Le pregunté con mi primer libro que cuánto se suponía que tenía que vender, y él me dijo: “Tú no te tienes que preocupar por eso”. Afirmaba en mi segundo manuscrito que en el mundo editorial las malas noticias se dan por escrito y las buenas por teléfono, y él me llamó por teléfono para darme la buena noticia. Mi tercer libro era de cuentos, y no fue un problema que fueran cuentos. Seguramente era el editor que daba los adelantos más insensatos por los libros más imprudentes a los autores menos recomendables. Atender a lo que publicaba suponía desmontar una a una todas las piezas del cliché que dice que las editoriales pequeñas son las que publican la literatura más arriesgada. Siempre que quedaba con él en una librería, compraba dos o tres libros de editoriales pequeñas.

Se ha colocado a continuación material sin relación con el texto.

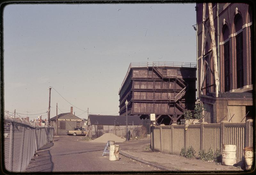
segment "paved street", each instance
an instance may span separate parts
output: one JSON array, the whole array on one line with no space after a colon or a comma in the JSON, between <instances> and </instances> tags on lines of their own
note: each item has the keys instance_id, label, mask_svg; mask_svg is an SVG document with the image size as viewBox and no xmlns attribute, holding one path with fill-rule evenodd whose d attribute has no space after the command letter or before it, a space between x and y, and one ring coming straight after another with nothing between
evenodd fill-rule
<instances>
[{"instance_id":1,"label":"paved street","mask_svg":"<svg viewBox=\"0 0 256 175\"><path fill-rule=\"evenodd\" d=\"M54 141L39 151L26 170L29 172L156 171L149 166L119 155L118 161L102 156L106 143L83 140L84 137L55 137Z\"/></svg>"},{"instance_id":2,"label":"paved street","mask_svg":"<svg viewBox=\"0 0 256 175\"><path fill-rule=\"evenodd\" d=\"M147 151L150 139L116 143L120 146L120 160L110 161L102 156L106 143L84 140L82 136L54 137L53 142L38 151L39 156L29 165L28 172L92 172L131 171L165 172L241 172L234 166L225 166L195 158Z\"/></svg>"}]
</instances>

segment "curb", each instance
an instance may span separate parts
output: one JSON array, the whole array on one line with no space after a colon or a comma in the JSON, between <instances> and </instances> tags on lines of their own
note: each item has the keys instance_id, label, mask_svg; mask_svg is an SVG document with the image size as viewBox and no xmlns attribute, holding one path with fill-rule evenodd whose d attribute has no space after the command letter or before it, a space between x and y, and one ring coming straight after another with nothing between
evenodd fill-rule
<instances>
[{"instance_id":1,"label":"curb","mask_svg":"<svg viewBox=\"0 0 256 175\"><path fill-rule=\"evenodd\" d=\"M138 161L138 162L141 162L141 163L145 163L145 164L149 165L151 166L155 167L156 168L158 168L159 170L162 170L167 171L172 171L172 170L170 170L169 169L168 169L159 165L158 165L157 164L152 163L152 162L148 162L148 161L147 161L146 160L142 160L141 159L140 159L138 157L135 157L135 156L126 153L125 153L123 151L120 151L119 152L119 153L120 154L121 154L125 156L125 157L128 157L129 158L131 158L131 159L134 159L135 160Z\"/></svg>"}]
</instances>

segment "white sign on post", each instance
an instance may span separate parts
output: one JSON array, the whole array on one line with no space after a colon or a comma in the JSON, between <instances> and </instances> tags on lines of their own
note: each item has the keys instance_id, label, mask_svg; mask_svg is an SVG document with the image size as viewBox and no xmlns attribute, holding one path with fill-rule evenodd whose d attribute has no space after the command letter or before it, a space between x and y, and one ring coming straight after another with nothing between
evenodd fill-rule
<instances>
[{"instance_id":1,"label":"white sign on post","mask_svg":"<svg viewBox=\"0 0 256 175\"><path fill-rule=\"evenodd\" d=\"M150 114L150 120L151 121L155 121L156 120L156 115L155 114Z\"/></svg>"}]
</instances>

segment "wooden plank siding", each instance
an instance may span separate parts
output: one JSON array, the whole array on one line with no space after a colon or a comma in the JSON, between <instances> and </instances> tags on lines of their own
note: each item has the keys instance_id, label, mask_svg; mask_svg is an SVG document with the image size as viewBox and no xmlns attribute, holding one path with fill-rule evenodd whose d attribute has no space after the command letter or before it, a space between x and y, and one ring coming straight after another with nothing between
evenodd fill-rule
<instances>
[{"instance_id":1,"label":"wooden plank siding","mask_svg":"<svg viewBox=\"0 0 256 175\"><path fill-rule=\"evenodd\" d=\"M196 68L162 66L157 71L154 69L152 66L131 68L120 90L120 115L125 114L126 100L128 115L145 115L147 118L151 113L178 115L182 114L184 108L194 109ZM185 83L177 80L178 76ZM184 89L184 83L188 85L186 91L174 102ZM182 107L174 105L178 102Z\"/></svg>"}]
</instances>

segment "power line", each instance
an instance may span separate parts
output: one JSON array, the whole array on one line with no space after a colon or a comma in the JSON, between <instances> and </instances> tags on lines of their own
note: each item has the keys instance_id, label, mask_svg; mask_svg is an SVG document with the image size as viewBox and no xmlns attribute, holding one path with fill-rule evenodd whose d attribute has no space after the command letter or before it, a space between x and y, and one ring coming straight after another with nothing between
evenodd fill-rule
<instances>
[{"instance_id":1,"label":"power line","mask_svg":"<svg viewBox=\"0 0 256 175\"><path fill-rule=\"evenodd\" d=\"M40 114L21 114L20 113L19 113L18 112L16 112L16 114L21 114L21 115L40 115L40 114L44 114L45 113L47 113L47 112L44 112L43 113L40 113Z\"/></svg>"},{"instance_id":2,"label":"power line","mask_svg":"<svg viewBox=\"0 0 256 175\"><path fill-rule=\"evenodd\" d=\"M80 110L81 110L81 111L84 111L84 112L86 112L85 111L84 111L84 110L83 110L83 109L80 109L80 108L79 108L79 107L76 107L76 106L75 106L74 105L73 105L73 104L71 104L70 103L70 102L69 102L68 101L68 100L67 100L66 99L65 99L65 98L64 98L64 97L62 97L62 96L61 95L60 95L60 93L59 93L58 92L58 91L57 91L57 90L56 90L56 89L54 89L54 88L52 87L52 89L54 89L54 91L56 91L56 92L57 92L57 93L58 93L58 94L59 94L59 95L60 95L60 97L62 97L62 98L63 98L63 99L64 99L64 100L66 100L66 101L67 101L67 102L68 102L68 103L69 103L69 104L70 104L70 105L71 105L73 106L74 106L74 107L76 107L76 108L77 108L77 109L80 109Z\"/></svg>"}]
</instances>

Poco antes de aparecer un nuevo libro tuyo, te citaba para comer. Conversar con él era complicadísimo, se iba, te ignoraba, volvía, te enseñaba algo en el ipad. ¿Dónde coño estás, Claudio? Era encantadoramente extraño, al menos conmigo, no sabía de qué estaba hablando: quiero decir que, después de un rato, yo mismo no sabía de qué estaba hablando yo. Había, sí, algo infantil en todo aquello, algo como que él era el único que no se lo tomaba en serio, mientras los demás (sus autores) le mareábamos con las ventas, las malas críticas, no me nominan a este premio, mi libro no está ya en las mesas de novedades. ¿Y eso te parece importante?, parecía decir él. No es importante.

Su catálogo era el de un editor que busca sobre todo el triunfo del estilo; molar, como se decía en los 90

Claudio López de Lamadrid le dio a la literatura glamour: no hay otra palabra. Su catálogo era el de un editor que busca sobre todo el triunfo del estilo; molar, como se decía en los 90. Era un snobismo simpático, un gracioso atildamiento.

Esta simpatía es la que me sugiere cierto recuerdo de otro encuentro con él. Yo andaba por Barcelona para presentar un libro y él me citó para desayunar a la mañana siguiente, en el hotel. Esperé y no venía. A lo mejor habían pasado ya veinte minutos de la hora acordada. Salí a la puerta del hotel y lo vi bajar por la calle, pausadamente, como si respirara su propio paseo delicioso. Se detuvo frente a mí y, sin más, me dijo: “¿A que pensabas que no iba a venir?”

Siempre que recuerdo estas palabras, me sonrío. ¿A que pensabas que no iba a venir?

Sólo ahora, con total seguridad, sé que no va a venir más.

Ir al encuentro de Claudio López de Lamadrid era tan imponente como su propio nombre, que comienza con esa calidad imperial, concede en el López un poquito de vulgaridad y descoloca al cabo tras superar la preposición nobiliaria y romper en un topónimo invertido por el artículo inesperado. Recuerdo la vanidad que le vencía a uno al ver que el contrato de su libro en Literatura Mondadori o Literatura Random House se cerraba y visaba con esa sucesión silábica prodigiosa: Claudio López de Lamadrid, el editor.